Secretary Chu stops at Oak Ridge National Lab in February 2012 for a quick, nuclear-themed visit that included a tour of the Consortium for Advanced Simulation of Light Water Reactors (CASL) and a stop at the new Manufacturing Demonstration Facility (MDF). | Photo courtesy of Oak Ridge National Lab

Editor's note: This article has been updated to reflect the name and URL changes of the Greater Philadelphia Innovation Cluster (GPIC) for Energy-Efficient Buildings to the Energy Efficient Buildings Hub.

If you could build a team of the best researchers and engineers in the United States to achieve major energy goals, what would they be? Two years ago, the creation of the Energy Innovation Hubs provided exactly that opportunity.

In 2010, the first Energy Innovation Hubs began operations with some of the top scientists from academia, industry, and government charged to collaborate and overcome known barriers in energy technology. The first three hubs focused on how to build more-efficient nuclear reactors, design more energy efficient buildings, and produce biofuel from the sun.

Modeled after the concentration of brainpower and resources that defined the Manhattan Project, these integrated research centers combine basic and applied research with engineering to accelerate scientific discovery in these critical energy issues. 

The Modeling and Simulation for Nuclear Reactors Hub is using supercomputers to create “virtual” reactors that will help improve the safety and performance of both existing and new nuclear reactors.
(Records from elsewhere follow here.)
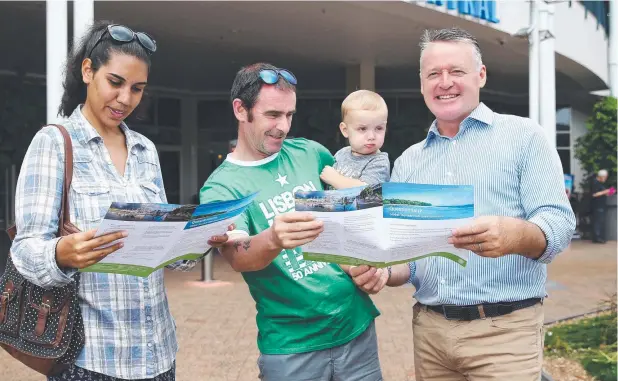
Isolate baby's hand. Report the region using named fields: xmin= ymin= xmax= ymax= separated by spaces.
xmin=320 ymin=165 xmax=339 ymax=184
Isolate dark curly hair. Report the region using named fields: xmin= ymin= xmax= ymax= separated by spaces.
xmin=58 ymin=21 xmax=150 ymax=117
xmin=230 ymin=62 xmax=296 ymax=122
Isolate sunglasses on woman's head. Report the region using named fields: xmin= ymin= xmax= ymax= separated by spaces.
xmin=86 ymin=24 xmax=157 ymax=58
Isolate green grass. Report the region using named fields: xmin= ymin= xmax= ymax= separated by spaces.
xmin=545 ymin=308 xmax=618 ymax=381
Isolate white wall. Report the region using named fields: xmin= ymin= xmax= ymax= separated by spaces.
xmin=417 ymin=0 xmax=609 ymax=83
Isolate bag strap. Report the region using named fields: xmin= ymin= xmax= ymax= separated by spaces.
xmin=50 ymin=124 xmax=73 ymax=226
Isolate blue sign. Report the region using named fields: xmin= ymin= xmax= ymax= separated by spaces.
xmin=427 ymin=0 xmax=500 ymax=24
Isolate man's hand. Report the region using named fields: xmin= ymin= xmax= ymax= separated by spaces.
xmin=349 ymin=265 xmax=388 ymax=294
xmin=320 ymin=165 xmax=341 ymax=185
xmin=271 ymin=212 xmax=324 ymax=249
xmin=448 ymin=216 xmax=545 ymax=258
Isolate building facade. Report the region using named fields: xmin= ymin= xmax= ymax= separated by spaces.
xmin=0 ymin=0 xmax=616 ymax=229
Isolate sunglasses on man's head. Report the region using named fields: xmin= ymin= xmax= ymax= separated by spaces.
xmin=260 ymin=69 xmax=298 ymax=86
xmin=86 ymin=24 xmax=157 ymax=58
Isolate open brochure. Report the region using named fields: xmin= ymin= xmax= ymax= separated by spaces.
xmin=295 ymin=183 xmax=474 ymax=267
xmin=81 ymin=194 xmax=256 ymax=277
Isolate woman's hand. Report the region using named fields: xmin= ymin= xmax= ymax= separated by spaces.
xmin=208 ymin=224 xmax=236 ymax=249
xmin=56 ymin=229 xmax=127 ymax=269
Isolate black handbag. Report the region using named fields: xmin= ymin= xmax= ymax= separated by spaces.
xmin=0 ymin=125 xmax=84 ymax=376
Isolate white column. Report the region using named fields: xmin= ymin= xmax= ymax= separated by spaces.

The models produced will then help address significant operational and safety issues identified by the nuclear industry, like localized corrosion and cladding integrity during a loss of cooling accident. As a result, capital and operating costs per unit of energy can be reduced through improved efficiency. Efficiency upgrades could also mean enabling higher fuel burn-up, which would reduce the amount of nuclear waste left over. Eventually, the virtual modeling could even help nuclear engineers as they work develop the next generation of nuclear reactors.
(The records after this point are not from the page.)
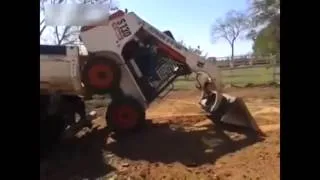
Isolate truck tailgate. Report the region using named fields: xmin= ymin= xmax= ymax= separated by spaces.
xmin=40 ymin=45 xmax=82 ymax=94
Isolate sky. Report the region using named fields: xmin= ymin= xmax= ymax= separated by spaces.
xmin=119 ymin=0 xmax=252 ymax=57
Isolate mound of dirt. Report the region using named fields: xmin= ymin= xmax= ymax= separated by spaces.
xmin=40 ymin=87 xmax=280 ymax=180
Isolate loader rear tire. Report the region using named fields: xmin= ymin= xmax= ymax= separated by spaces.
xmin=106 ymin=96 xmax=146 ymax=133
xmin=82 ymin=56 xmax=121 ymax=95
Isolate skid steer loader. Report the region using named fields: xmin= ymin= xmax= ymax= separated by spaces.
xmin=80 ymin=10 xmax=261 ymax=133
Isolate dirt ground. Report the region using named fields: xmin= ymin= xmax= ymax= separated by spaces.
xmin=40 ymin=87 xmax=280 ymax=180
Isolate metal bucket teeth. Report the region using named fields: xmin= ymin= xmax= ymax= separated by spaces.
xmin=220 ymin=98 xmax=264 ymax=134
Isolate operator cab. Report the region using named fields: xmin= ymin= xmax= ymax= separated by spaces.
xmin=121 ymin=28 xmax=189 ymax=103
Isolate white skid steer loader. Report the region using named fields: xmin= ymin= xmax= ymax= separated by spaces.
xmin=80 ymin=10 xmax=261 ymax=133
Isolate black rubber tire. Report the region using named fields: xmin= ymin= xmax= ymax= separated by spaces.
xmin=82 ymin=56 xmax=121 ymax=95
xmin=106 ymin=96 xmax=146 ymax=133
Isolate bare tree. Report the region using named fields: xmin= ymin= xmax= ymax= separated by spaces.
xmin=40 ymin=0 xmax=118 ymax=45
xmin=211 ymin=10 xmax=249 ymax=60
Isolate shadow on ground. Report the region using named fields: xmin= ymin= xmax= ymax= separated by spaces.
xmin=40 ymin=117 xmax=261 ymax=180
xmin=40 ymin=130 xmax=114 ymax=180
xmin=106 ymin=121 xmax=263 ymax=166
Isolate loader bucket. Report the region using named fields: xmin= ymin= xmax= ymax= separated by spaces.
xmin=220 ymin=98 xmax=264 ymax=135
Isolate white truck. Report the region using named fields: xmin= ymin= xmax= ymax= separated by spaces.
xmin=40 ymin=10 xmax=261 ymax=155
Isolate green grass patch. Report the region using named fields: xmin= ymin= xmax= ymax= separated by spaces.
xmin=174 ymin=67 xmax=280 ymax=90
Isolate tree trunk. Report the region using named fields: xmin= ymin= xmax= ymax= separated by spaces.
xmin=231 ymin=43 xmax=234 ymax=61
xmin=230 ymin=42 xmax=234 ymax=68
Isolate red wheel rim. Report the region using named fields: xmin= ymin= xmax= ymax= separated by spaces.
xmin=88 ymin=64 xmax=113 ymax=89
xmin=112 ymin=105 xmax=139 ymax=129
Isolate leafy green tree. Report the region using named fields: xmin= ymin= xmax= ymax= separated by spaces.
xmin=253 ymin=23 xmax=280 ymax=55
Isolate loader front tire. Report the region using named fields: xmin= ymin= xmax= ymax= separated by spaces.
xmin=106 ymin=96 xmax=146 ymax=133
xmin=82 ymin=56 xmax=121 ymax=95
The Fuels from Sunlight Hub hopes to find a way through their research to emulate the process of photosynthesis, the process by which plants turn light into energy. The goal of this hub is generating new liquid fuels using only materials that are plentiful - like sunlight, water, and carbon dioxide. This development would go a long way toward making solar fuels an accessible, reliable, and sustainable successor to petroleum-based fuels, reducing American dependence on foreign oil.
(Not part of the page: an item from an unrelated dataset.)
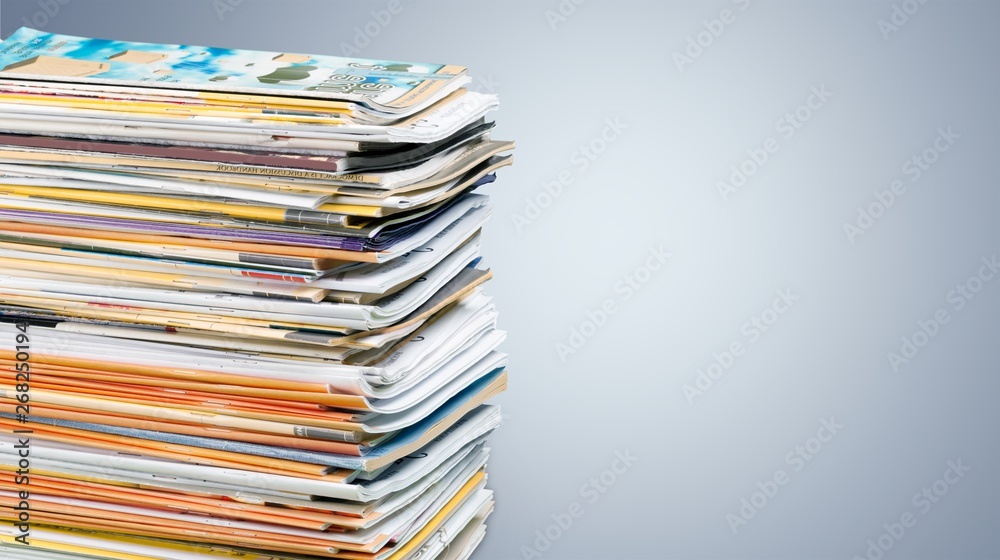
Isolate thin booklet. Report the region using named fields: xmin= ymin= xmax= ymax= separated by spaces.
xmin=0 ymin=27 xmax=467 ymax=113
The Energy Efficient Buildings Hub focuses on a whole and integrated systems approach to buildings rather than individual buildings systems (like heating, air conditioning, or windows). One of the initial tasks of the Hub is pioneering new data intensive techniques for designing and operating energy efficient buildings, including advanced computer modeling. The EEB Hub will use the data it collects over time as it attempts to find new, accurate, and cost-effective ways to assess existing buildings and ways to make them more energy efficiency overall. Through their work, JCAP expects to cut energy use in the U.S. building sector in half within 20 years.

Congress funded two more hubs this year. The Batteries and Energy Storage Hub will focus on accelerating research and development of electrochemical energy storage for transportation and the electric grid. The Critical Materials Hub will primarily focus on enhancing the domestic supply of materials critical for energy technology systems and reducing the quantities of those materials necessary for manufacturing and deploying those systems. 

Together the five hubs will shorten the path from laboratory innovation to technological development, and lead the way toward American competitiveness, economic growth and energy security.